New Clause 28
Pensions Bill
2:15 pm

Sally Keeble (Northampton North, Labour)
I beg to move, That the clause be read a second time.
The new clause touches on people’s inability in retirement to get the carer’s allowance—an issue that has been of great concern to my constituents, especially women. The change proposed in the new clause could be made by regulation, but it is important to debate the subject now.
I understand the reasons for saying that people on the state pension should not get carer’s allowance because it is not payment for caring, but replacement of lost earnings. As pensioners are judged not to be working, they cannot get replacement of lost earnings. That is bitterly resented both by people who have looked after their spouses for a number of years and who lose their carer’s allowance once they reach retirement age and by people looking after disabled children. I have had a number of cases of women who are looking after adult children with learning difficulties, mental health problems, or physical disabilities.
People feel a great sense of injustice. For a number of years they have cared for others. They have often given up work and made it their life’s work to look after a spouse, but suddenly when they reach retirement age they hit the buffers and their income goes down, often just at the point when the need more money.
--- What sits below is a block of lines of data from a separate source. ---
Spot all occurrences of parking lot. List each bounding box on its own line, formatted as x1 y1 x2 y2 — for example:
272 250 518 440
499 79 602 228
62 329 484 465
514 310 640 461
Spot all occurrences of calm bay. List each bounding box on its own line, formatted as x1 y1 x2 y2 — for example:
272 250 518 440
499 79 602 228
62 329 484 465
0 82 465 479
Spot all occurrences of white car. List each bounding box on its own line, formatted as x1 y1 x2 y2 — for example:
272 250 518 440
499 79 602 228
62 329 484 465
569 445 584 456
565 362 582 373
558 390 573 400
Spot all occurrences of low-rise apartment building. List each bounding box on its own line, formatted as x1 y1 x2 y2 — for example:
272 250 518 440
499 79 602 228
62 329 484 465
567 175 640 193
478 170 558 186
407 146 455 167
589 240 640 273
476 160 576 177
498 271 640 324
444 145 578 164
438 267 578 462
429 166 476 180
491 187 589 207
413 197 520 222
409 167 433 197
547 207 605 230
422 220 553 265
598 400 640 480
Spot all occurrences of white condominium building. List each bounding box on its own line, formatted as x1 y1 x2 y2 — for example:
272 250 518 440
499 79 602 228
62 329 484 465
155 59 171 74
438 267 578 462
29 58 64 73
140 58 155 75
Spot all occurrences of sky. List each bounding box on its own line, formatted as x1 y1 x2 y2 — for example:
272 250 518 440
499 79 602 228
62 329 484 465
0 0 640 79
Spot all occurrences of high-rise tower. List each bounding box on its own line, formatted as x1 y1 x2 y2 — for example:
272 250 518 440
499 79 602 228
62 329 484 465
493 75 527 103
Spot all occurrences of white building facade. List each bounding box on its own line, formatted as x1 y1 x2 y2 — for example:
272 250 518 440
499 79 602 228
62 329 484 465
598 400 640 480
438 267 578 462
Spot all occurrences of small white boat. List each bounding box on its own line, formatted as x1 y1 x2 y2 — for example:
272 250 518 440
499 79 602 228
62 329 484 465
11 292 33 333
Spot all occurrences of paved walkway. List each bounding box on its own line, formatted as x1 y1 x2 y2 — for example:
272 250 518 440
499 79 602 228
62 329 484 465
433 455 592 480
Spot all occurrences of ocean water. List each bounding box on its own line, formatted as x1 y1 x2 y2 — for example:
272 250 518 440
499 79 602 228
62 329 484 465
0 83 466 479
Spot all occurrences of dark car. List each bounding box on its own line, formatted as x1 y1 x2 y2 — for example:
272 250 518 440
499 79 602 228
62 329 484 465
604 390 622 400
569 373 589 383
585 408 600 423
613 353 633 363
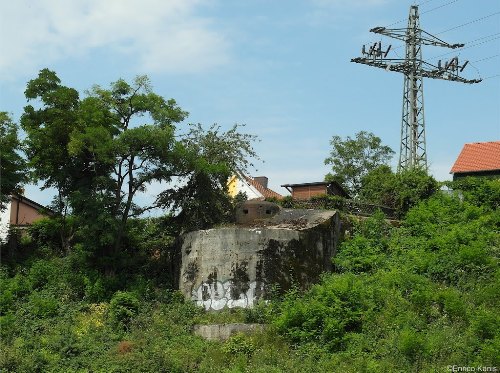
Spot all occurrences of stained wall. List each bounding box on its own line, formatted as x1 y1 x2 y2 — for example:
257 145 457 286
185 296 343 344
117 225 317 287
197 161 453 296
179 209 340 310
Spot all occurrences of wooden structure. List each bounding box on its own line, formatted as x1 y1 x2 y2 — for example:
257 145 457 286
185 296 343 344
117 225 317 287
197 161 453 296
282 181 349 200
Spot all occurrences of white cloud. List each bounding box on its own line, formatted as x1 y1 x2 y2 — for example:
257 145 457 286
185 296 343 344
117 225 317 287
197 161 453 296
311 0 390 8
0 0 228 78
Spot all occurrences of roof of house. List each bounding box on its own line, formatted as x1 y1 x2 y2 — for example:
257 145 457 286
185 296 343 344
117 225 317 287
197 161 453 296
282 181 332 188
245 176 283 199
282 180 349 198
450 141 500 174
11 193 55 215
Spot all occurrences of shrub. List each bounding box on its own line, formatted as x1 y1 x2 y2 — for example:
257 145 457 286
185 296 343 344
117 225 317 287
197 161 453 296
109 291 139 327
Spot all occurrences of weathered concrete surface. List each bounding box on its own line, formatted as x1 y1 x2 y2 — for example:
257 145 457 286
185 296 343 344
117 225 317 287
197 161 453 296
193 324 265 341
179 209 340 310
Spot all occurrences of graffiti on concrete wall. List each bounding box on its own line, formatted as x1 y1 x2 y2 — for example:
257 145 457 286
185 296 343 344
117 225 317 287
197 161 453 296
191 280 264 311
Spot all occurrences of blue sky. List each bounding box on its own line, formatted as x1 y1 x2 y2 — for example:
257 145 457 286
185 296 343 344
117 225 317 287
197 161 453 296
0 0 500 203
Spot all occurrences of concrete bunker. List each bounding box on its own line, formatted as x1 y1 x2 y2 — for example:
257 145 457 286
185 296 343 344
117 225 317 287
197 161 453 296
179 201 340 310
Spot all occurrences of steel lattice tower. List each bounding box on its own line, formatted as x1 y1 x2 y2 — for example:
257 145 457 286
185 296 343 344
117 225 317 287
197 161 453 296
351 5 481 171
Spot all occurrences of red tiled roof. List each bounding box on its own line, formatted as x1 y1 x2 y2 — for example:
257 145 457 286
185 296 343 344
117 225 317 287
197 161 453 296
245 176 283 199
450 141 500 174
At the same time, if they have mobility impairment, they cannot get access to the mobility components of disability living allowance.
Let me give an example of someone who is particularly hard hit by this combination of factors. A woman in my constituency had spent all her working life with Barclays. She gave up work early to look after her husband, who was in very ill health. I cannot remember exactly what her benefits were, but she certainly got carer’s allowance. When she reached the pension age she lost that. At about the same time the car that she used to drive her husband to his hospital appointments broke down completely. She came to me because she could not afford to get it repaired. She had all those difficulties getting to the appointments and her income had gone down because she had lost part of her allowances. In struggling to work out what to do, it also transpired that she had very severe mobility impairment herself, because she had profound disabilities to her feet. However, she had never got that assessed and had never claimed any disability benefits, which she would almost certainly have got. Because she was also retired, she could not get those benefits, either.
The mere fact of reaching a certain age, plus the accident and the car breaking down, had turned her from being the mainstay of her family and for a neighbour who was ill as well, with a modest but reasonable level of income, to somebody whose income had gone down, who had lost her mobility, and who was completely unable to access any help from the state, purely because of her age. She resented that most bitterly.